A Eagle detém 90% das ações da SAF Botafogo, enquanto o clube associativo possui os 10% restantes. O acordo permitirá a continuidade da gestão de Eduardo Iglesias, nomeado pelo juízo da recuperação judicial há 10 dias, e não envolve mudanças imediatas no comando.

O movimento abre caminho para uma recuperação judicial mais estável e para a entrada de um novo investidor, o grupo GDA Luma, de Gabriel de Alba.
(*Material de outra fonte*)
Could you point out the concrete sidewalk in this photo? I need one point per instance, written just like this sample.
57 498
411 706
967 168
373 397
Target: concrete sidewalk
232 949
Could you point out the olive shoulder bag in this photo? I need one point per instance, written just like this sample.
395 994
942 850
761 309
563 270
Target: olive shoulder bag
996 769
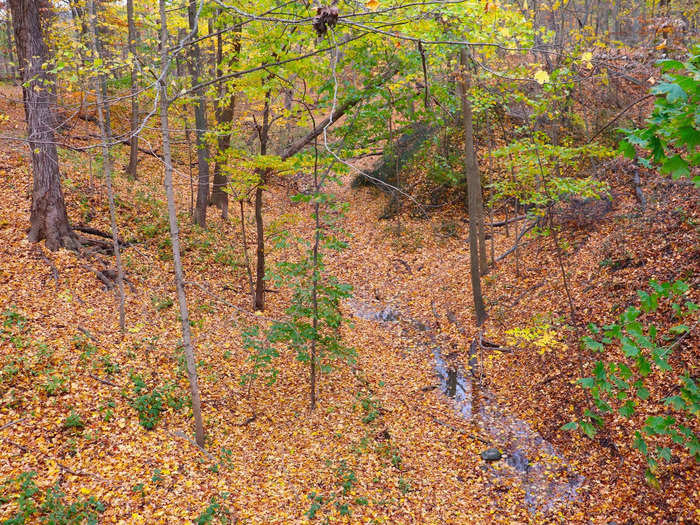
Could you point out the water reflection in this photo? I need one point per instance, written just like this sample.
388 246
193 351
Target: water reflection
546 477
A trégua é considerada definitiva, com a ressalva de que a suspensão pode ser renovada por mais 30 dias.

Contexto da pacificação

O acordo vem após disputas que chegaram ao STJ sobre a devolução de poderes à Eagle na administração da SAF. A recuperação judicial foi autorizada para evitar punições pela FIFA, manter jogadores e suspender execuções contra a SAF, diante de uma dívida estimada em cerca de R$ 2 bilhões.

Desde a formalização do pedido de RJ, Eagle e Botafogo já vinham costurando o acordo, visando manter a operação sem alterações na liderança. A suspensão não abrange a recuperação judicial em si, que permanece em curso.

Perspectivas de investimento

Segundo fontes envolvidas, a saída da Eagle pode ocorrer com a entrada da GDA, mediante pagamento que ficaria em torno de 25 milhões de euros (aprox. R$ 147 milhões). O financiamento ocorreria via DIP para manter capital de giro durante a transição.

Como contrapartida, a GDA assumiria o papel de acionista majoritário na SAF e aportaria ao menos 85 milhões de euros a longo prazo. O Botafogo espera que um repasse inicial de 15 milhões de euros ocorra em breve para sustentar obrigações até o fim do ano.

Próximos passos

A assembleia do Botafogo associativo deve aprovar a venda dos 90% da SAF ao grupo GDA, com a assinatura do presidente do associativo, se tudo ocorrer como previsto. Há ainda uma possível proposta de recompra da SAF por parte de Textor, que deve ser rejeitada pela gestão.

Observação

O texto não cita fontes diretas além de informações já divulgadas publicamente; não foram usadas declarações de terceiros nem conjecturas adicionais. As informações são apresentadas para esclarecer o andamento do processo e suas implicações para a SAF Botafogo.